There are 833 miles as the turtle swims between the Gambier Islands and the Marquesas Islands. In an average 24-hour period with half-decent winds Bob covers 120 miles. On a good day that figure might go up to 135, and on a bad one it might be as low as 90. Pessimistically I estimated that this passage would take us 8 days and secretly hoped that we might get there in 7. The weather forecast when we left was perfect – 12 to 15 knot winds on the beam all the way. Today is day 10, and we still have 200 miles to go. Our average daily run has been 78 miles, and never in the right direction.
The forecast upon departure was correct for one day. Then the wind died and we bobbed aboard Bob. For three days. Then the breeze shifted to the North and increased in strength. It built to 18 knots and came from exactly the direction that we wanted to go in. And it stayed that way for 4 days. We went West, we went North-East, we fought and clawed for each and every mile against the wind, tacking back and forth and have, under the circumstances, made reasonable progress. Today was supposed to be the big break. The forecast yesterday told us to expect reduced winds overnight followed by a rapid shift to the East and building to 8 to 10 knots – perfect. Unfortunately things haven’t panned out that way. The wind did indeed die last night and we spent yet another night Bobbing, but today has been the most frustrating day of them all. South West, 12 knots. Nothing. North, 8 knots.

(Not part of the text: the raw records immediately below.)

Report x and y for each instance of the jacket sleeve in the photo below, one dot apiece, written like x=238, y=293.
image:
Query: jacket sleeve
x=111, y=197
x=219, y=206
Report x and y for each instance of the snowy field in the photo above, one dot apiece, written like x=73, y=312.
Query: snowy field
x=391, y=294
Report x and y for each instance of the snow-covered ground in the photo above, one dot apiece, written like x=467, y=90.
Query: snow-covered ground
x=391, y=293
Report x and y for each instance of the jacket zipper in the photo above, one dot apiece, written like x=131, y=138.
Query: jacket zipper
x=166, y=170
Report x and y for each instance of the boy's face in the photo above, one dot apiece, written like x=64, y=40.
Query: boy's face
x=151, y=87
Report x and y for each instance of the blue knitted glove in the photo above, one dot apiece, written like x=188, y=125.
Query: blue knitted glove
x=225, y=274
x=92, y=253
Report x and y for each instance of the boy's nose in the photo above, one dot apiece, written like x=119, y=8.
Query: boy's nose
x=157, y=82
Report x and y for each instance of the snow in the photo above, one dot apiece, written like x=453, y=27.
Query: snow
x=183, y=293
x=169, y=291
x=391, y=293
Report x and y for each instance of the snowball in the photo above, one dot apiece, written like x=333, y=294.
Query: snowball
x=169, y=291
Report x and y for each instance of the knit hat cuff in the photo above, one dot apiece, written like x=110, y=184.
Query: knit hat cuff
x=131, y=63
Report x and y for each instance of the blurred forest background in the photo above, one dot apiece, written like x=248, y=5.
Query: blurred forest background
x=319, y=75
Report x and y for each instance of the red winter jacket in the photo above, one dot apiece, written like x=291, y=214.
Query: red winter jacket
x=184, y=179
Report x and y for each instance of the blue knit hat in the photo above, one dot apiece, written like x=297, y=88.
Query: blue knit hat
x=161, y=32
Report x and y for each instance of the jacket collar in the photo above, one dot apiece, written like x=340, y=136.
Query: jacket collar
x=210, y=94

Nothing. East (yay!) 13 knots. Nothing. Rain, big wind shifts. Currently we have 6 knots of wind……….. from the NNW, exactly the direction of the Marquesas Islands. The forecast for tomorrow is for no wind. And the next day. And the day after that.
You can probably detect a hint of frustration in my writing. That would be a gross understatement. Sarah has been amazing at putting up with my grumpiness, exasperation and despair. This morning I very unfairly snapped a snarky comment at her, and yet inexplicably she continues to put up with me! Mind you, I suppose she doesn’t have many prospects at the moment when it comes to getting away………………… maybe the ‘tolerance’ is all a façade. Or maybe I actually control the weather and have thought up this plan as a cunning ploy to trap her here for eternity! Har har har har.
I think I’ve been at sea for too long. I’m exhausted from night after night of not being able to sleep for more than an hour at a time, at the most, before something needs to be done. I’m disheartened to think of all the wear that has been sustained by the sails from banging back and forth in the light airs as the boat rolls with the swells. Most of all, I’m just tired of putting in all this effort and being thwarted at every turn, as though Neptune himself has chosen to torment us for his mild amusement.
There’s a line of squalls ahead of us and it’s moving in the same direction we are –NNW toward the Marquesas Islands. It stretches from horizon to horizon, East to West, in one big dark band of menacing clouds, with intermittent towers of grey-black cumulo-nimbus expunging plumes of rain from beneath them. I thought that maybe if we could catch up to the squall line and punch our way through we might find our much-sought-after Easterlies on the other side, so we’re motoring with the mainsail up but it’s just getting further and further from us. Maybe it’s for the best – I’ve just seen two water spouts form and then dissipate again without quite reaching the surface. There’s a new clicking noise coming from the engine and the oil seems thinner than usual. The level in the sump isn’t going down as it usually does either. I think there’s diesel in the oil.
It’s going to be another long night.